The Lecoq school is a graduate level theater conservatory in Paris started in 1956 by Jacques Lecoq. It teaches physical theater and how to collaboratively create new works of theater. While the school is sometimes associated with clowning or mime, it teaches a variety of performance styles from realism to tragedy to cartooning onstage. What unifies Lecoq training, to us, is:
-a focus on creating rich, new theater with simple means
-a sense of playful inventiveness on stage and in the rehearsal room
-an emphasis on the visual elements of performance like body movement and the architecture of a scene
Some well known graduates are Julie Taymor (creator of The Lion King on Broadway); Geoffrey Rush; Yasmina Reza; Simon McBurney; Arianne Mnouchkine.
Object Theater
Our plays often use everyday objects in what we like to think of as clever ways. For example, an umbrella might first be used a parasol.

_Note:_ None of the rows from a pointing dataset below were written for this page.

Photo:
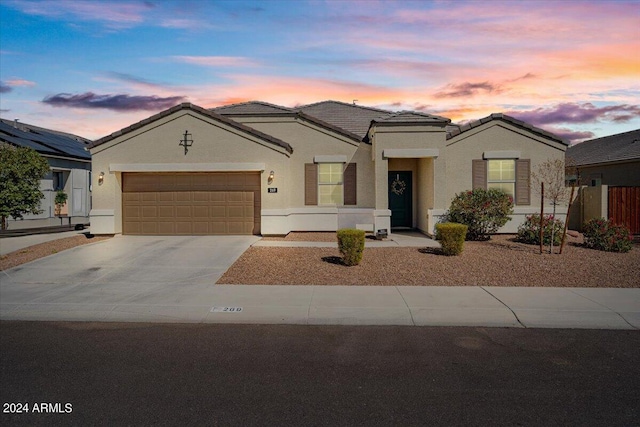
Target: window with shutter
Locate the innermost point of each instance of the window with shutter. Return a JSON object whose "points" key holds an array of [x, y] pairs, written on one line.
{"points": [[330, 184]]}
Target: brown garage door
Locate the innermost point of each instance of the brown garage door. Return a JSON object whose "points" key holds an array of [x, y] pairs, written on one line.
{"points": [[191, 203]]}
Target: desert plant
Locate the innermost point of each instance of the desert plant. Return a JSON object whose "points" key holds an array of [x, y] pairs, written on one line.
{"points": [[529, 231], [351, 245], [482, 211], [552, 174], [60, 200], [21, 170], [451, 236], [604, 235]]}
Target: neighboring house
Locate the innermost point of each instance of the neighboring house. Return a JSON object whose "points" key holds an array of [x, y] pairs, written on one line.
{"points": [[70, 164], [258, 168], [611, 160], [607, 171]]}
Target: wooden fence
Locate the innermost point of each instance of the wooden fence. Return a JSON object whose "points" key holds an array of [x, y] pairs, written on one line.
{"points": [[624, 207]]}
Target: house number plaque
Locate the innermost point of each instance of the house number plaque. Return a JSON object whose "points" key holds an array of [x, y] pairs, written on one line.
{"points": [[226, 309]]}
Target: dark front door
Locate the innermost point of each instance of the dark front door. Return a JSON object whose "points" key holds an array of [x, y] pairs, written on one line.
{"points": [[400, 199]]}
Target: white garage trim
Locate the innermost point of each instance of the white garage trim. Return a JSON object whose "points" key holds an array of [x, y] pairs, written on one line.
{"points": [[186, 167]]}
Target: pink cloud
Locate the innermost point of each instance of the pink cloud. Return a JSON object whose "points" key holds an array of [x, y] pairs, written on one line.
{"points": [[216, 61]]}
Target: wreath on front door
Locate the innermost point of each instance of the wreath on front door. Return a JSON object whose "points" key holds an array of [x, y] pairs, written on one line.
{"points": [[398, 187]]}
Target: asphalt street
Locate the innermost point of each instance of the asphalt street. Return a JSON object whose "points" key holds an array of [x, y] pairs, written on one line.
{"points": [[197, 374]]}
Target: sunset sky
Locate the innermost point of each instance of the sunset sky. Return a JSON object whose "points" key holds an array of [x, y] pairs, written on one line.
{"points": [[93, 67]]}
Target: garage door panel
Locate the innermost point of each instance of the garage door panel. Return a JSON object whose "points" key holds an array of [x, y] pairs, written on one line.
{"points": [[201, 196], [183, 196], [200, 213], [191, 203], [149, 197], [183, 213], [149, 228], [166, 197], [166, 212], [149, 212]]}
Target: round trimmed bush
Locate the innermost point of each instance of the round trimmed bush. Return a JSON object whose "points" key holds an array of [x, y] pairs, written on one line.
{"points": [[529, 231], [604, 235], [482, 211]]}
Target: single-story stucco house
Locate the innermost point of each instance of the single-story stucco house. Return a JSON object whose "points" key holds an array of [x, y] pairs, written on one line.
{"points": [[258, 168], [70, 164], [610, 160]]}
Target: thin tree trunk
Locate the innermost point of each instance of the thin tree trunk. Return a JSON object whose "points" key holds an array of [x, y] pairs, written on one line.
{"points": [[553, 228], [566, 221], [541, 215]]}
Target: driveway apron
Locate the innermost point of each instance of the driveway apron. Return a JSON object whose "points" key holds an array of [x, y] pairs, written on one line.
{"points": [[123, 274]]}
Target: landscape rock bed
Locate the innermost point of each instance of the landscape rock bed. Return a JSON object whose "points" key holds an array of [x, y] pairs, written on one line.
{"points": [[500, 261]]}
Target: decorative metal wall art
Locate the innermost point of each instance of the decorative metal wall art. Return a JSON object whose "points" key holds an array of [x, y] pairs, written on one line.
{"points": [[186, 141]]}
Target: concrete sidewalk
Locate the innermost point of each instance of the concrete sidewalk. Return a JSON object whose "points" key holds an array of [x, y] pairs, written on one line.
{"points": [[326, 305], [397, 239], [11, 244]]}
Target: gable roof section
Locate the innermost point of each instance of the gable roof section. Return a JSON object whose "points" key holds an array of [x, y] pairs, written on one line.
{"points": [[613, 148], [264, 109], [191, 107], [252, 108], [44, 141], [410, 118], [354, 119], [459, 129]]}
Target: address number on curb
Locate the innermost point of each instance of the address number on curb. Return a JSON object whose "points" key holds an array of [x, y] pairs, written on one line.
{"points": [[226, 309]]}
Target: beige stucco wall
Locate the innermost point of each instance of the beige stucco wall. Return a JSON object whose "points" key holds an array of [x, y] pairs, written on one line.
{"points": [[216, 146], [309, 141], [496, 136]]}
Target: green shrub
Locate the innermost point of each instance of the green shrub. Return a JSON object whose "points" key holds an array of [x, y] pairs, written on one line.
{"points": [[482, 211], [604, 235], [451, 236], [529, 231], [351, 245]]}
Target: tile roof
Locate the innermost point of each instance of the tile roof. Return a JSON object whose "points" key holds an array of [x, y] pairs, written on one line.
{"points": [[613, 148], [457, 130], [203, 111], [45, 141], [258, 108], [252, 108], [355, 119], [411, 117]]}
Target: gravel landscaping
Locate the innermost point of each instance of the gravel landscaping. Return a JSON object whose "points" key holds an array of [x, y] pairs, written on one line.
{"points": [[34, 252], [498, 262]]}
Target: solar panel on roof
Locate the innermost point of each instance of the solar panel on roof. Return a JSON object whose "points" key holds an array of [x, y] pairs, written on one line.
{"points": [[46, 142], [21, 142]]}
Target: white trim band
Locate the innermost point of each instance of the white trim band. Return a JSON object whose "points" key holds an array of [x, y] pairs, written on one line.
{"points": [[501, 155], [330, 159], [410, 153], [186, 167]]}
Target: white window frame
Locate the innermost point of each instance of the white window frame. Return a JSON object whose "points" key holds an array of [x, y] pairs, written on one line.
{"points": [[502, 180], [336, 184]]}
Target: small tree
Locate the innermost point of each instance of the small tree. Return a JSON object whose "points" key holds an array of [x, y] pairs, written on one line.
{"points": [[482, 211], [21, 170], [551, 172]]}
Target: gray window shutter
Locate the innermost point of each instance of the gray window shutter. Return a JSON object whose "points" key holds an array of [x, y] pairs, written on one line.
{"points": [[523, 190], [350, 185], [479, 173], [310, 184]]}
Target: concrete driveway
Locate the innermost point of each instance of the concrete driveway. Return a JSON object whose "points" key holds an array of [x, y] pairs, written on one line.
{"points": [[119, 278]]}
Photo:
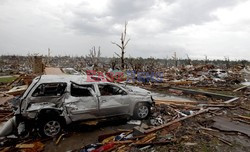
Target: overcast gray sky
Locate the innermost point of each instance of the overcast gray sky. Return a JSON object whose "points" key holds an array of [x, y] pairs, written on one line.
{"points": [[157, 28]]}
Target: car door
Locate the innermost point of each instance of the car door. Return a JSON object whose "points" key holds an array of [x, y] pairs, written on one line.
{"points": [[48, 92], [113, 100], [82, 103]]}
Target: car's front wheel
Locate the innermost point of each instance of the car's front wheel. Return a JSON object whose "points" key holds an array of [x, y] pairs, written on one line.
{"points": [[141, 111], [50, 127]]}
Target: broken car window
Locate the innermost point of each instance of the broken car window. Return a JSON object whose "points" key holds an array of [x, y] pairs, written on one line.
{"points": [[49, 89], [107, 90], [81, 90]]}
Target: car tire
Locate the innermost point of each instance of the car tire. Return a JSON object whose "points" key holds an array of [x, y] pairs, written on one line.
{"points": [[50, 127], [141, 111]]}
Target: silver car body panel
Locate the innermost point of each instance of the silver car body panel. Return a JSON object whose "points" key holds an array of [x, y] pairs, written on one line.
{"points": [[81, 108]]}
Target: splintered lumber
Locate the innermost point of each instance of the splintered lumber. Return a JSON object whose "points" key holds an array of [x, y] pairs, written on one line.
{"points": [[175, 102], [152, 143], [176, 120], [221, 139], [209, 94], [240, 88], [21, 146], [59, 139], [123, 142], [225, 124], [243, 117], [147, 138], [220, 105], [231, 100]]}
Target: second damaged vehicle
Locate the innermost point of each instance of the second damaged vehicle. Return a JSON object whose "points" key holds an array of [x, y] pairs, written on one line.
{"points": [[51, 102]]}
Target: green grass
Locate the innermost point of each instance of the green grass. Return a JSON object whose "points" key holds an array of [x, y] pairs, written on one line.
{"points": [[7, 79]]}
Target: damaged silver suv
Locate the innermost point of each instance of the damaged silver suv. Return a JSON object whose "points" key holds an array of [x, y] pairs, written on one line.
{"points": [[51, 102]]}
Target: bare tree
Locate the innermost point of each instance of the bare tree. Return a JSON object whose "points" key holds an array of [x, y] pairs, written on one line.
{"points": [[93, 57], [189, 60], [123, 45], [175, 59]]}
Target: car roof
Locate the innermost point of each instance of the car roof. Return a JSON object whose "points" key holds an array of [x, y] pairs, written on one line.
{"points": [[79, 79], [63, 78]]}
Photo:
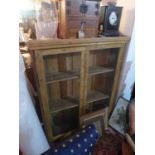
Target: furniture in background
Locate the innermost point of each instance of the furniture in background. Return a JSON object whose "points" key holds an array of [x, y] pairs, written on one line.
{"points": [[75, 77], [74, 13]]}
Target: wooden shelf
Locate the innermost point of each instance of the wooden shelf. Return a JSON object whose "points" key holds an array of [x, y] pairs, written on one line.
{"points": [[91, 97], [60, 76], [61, 105], [96, 96], [99, 70]]}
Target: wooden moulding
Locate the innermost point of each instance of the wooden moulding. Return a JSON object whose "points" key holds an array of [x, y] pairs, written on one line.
{"points": [[92, 96], [62, 76], [57, 43], [61, 105]]}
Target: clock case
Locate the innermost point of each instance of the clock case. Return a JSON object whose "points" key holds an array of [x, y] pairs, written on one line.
{"points": [[108, 29]]}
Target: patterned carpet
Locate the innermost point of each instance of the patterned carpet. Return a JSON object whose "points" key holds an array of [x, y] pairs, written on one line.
{"points": [[109, 144]]}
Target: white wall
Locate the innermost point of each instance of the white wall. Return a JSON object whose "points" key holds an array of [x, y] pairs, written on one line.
{"points": [[127, 28]]}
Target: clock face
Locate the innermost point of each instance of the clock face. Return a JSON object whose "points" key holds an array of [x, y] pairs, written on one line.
{"points": [[113, 18]]}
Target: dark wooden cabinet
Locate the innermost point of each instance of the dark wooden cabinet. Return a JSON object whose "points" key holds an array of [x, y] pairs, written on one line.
{"points": [[75, 77], [71, 18]]}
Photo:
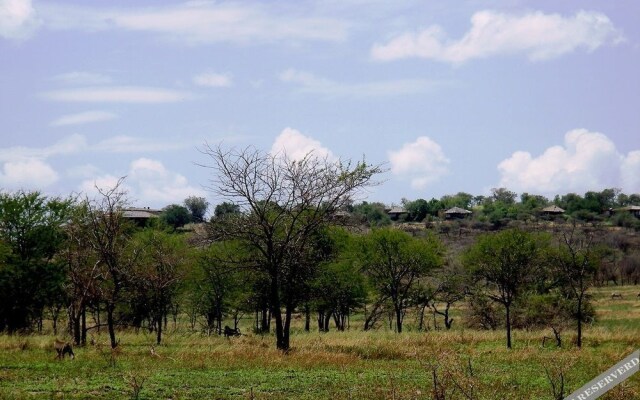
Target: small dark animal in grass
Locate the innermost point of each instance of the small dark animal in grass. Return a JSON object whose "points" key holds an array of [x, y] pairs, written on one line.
{"points": [[63, 348], [228, 332]]}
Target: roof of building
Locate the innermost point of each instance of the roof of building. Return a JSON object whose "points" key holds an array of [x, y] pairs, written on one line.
{"points": [[553, 209], [629, 208], [397, 210], [457, 210], [140, 212]]}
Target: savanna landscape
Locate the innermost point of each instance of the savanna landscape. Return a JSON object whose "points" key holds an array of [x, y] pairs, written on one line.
{"points": [[290, 290]]}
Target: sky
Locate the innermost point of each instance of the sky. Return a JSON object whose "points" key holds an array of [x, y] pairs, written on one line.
{"points": [[535, 96]]}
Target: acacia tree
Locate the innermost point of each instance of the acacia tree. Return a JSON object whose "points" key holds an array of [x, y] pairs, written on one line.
{"points": [[284, 202], [158, 273], [109, 236], [82, 271], [394, 261], [504, 264], [576, 261], [197, 207]]}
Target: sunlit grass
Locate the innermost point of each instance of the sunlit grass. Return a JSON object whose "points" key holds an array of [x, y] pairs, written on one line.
{"points": [[353, 364]]}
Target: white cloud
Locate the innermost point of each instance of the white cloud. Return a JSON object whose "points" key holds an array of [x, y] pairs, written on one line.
{"points": [[587, 161], [630, 172], [201, 22], [296, 146], [118, 94], [212, 79], [540, 36], [83, 118], [17, 19], [422, 162], [309, 83], [130, 144], [30, 173], [69, 145], [77, 144], [83, 78], [148, 183]]}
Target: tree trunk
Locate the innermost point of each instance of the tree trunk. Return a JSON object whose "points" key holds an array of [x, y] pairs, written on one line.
{"points": [[84, 325], [508, 310], [159, 331], [307, 318], [579, 342], [111, 325], [398, 319], [282, 343]]}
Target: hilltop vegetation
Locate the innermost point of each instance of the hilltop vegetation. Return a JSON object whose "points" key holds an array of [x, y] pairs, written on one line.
{"points": [[289, 254]]}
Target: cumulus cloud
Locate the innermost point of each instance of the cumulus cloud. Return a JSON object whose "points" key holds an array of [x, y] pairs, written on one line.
{"points": [[31, 173], [86, 117], [213, 79], [148, 182], [296, 146], [586, 161], [422, 162], [118, 94], [68, 145], [83, 78], [539, 36], [17, 19], [310, 83], [201, 22], [78, 144], [630, 172]]}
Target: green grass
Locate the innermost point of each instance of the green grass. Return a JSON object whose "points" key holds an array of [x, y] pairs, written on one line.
{"points": [[341, 365]]}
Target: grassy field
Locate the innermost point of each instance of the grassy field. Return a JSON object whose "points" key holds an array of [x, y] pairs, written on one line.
{"points": [[343, 365]]}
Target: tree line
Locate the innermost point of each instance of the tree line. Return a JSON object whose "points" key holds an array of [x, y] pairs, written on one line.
{"points": [[503, 207], [279, 247]]}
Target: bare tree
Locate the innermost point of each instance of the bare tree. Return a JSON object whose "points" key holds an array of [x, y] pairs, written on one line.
{"points": [[284, 203], [504, 265], [82, 270], [109, 237], [576, 262]]}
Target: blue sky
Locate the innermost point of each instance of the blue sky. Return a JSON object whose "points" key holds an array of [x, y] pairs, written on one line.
{"points": [[536, 96]]}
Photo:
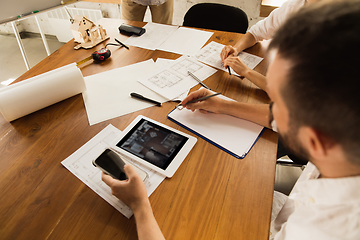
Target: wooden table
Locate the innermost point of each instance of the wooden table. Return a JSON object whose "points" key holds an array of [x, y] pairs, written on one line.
{"points": [[212, 195]]}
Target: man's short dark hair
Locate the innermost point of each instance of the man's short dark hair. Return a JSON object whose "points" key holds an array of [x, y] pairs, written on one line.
{"points": [[322, 90]]}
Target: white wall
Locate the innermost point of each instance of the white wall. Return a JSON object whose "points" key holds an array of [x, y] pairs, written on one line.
{"points": [[251, 7]]}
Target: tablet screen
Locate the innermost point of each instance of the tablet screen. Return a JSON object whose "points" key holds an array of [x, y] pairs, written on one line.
{"points": [[153, 143]]}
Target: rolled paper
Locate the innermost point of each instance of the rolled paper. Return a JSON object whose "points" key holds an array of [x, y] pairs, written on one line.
{"points": [[30, 95]]}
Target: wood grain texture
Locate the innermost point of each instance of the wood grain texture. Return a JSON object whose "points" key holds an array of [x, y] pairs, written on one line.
{"points": [[212, 195]]}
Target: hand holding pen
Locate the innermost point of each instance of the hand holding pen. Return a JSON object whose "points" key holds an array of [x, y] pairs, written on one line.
{"points": [[202, 99]]}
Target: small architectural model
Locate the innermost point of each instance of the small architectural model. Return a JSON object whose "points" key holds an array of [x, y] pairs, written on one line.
{"points": [[87, 33]]}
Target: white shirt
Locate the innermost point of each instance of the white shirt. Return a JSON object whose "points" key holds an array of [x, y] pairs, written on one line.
{"points": [[149, 2], [266, 28], [320, 208]]}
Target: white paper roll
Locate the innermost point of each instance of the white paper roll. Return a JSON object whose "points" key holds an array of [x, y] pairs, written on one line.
{"points": [[35, 93]]}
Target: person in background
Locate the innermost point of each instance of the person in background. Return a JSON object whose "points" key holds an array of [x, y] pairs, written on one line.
{"points": [[161, 10], [316, 110]]}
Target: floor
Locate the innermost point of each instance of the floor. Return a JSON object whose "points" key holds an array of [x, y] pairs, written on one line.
{"points": [[12, 66]]}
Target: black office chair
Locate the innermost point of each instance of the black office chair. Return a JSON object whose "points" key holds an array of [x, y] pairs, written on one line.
{"points": [[216, 16]]}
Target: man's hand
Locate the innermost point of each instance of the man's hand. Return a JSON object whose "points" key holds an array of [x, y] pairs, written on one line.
{"points": [[237, 65], [132, 191]]}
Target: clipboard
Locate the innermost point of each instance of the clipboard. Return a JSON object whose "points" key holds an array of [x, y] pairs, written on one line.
{"points": [[233, 135]]}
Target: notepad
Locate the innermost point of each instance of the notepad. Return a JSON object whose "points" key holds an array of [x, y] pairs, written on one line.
{"points": [[234, 135]]}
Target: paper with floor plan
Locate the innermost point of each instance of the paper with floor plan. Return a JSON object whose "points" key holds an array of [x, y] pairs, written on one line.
{"points": [[210, 54], [154, 36], [173, 80], [108, 93], [185, 41], [80, 164]]}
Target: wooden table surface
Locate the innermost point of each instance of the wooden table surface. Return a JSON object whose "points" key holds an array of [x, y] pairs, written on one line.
{"points": [[211, 196]]}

Then turned upside down and become a boat.
Then turned to the side and illuminated to become a globe.
This repurposing of objects comes from a style known as Object Theater or Object Puppetry. Some theater companies do exclusively Object Theater like Lunatique Fantastique of San Francisco.
Others, like us, draw on it to bring an exciting economy and element of surprise to our shows. We also love the double meaning possible when, say, the writ a magistrate signs sentencing a woman to life in a penal colony, can in the next scene become the sails on the ship that carries her away.
The Tiny Stage
The tiny stage Floating Brothel performs on is called a trestle (or tréteau, in French). It’s derived from the portable stages traveling Commedia dell’Arte troupes would perform on in Renaissance Italy. At l’Ecole Lecoq (see above), we used a trestle stage as a tool to learn how to compose a stage image as precisely as a photographer or painter composes their artwork. Gold No Trade decided to stage an entire play on a trestle because the constrained space required us to develop innovative storytelling techniques. The compression of space paradoxically opens the horizons of the imagination.
While The Pinks isn’t staged on a trestle, we use the same principles of a reduced playing area to drive us towards a differently innovative production.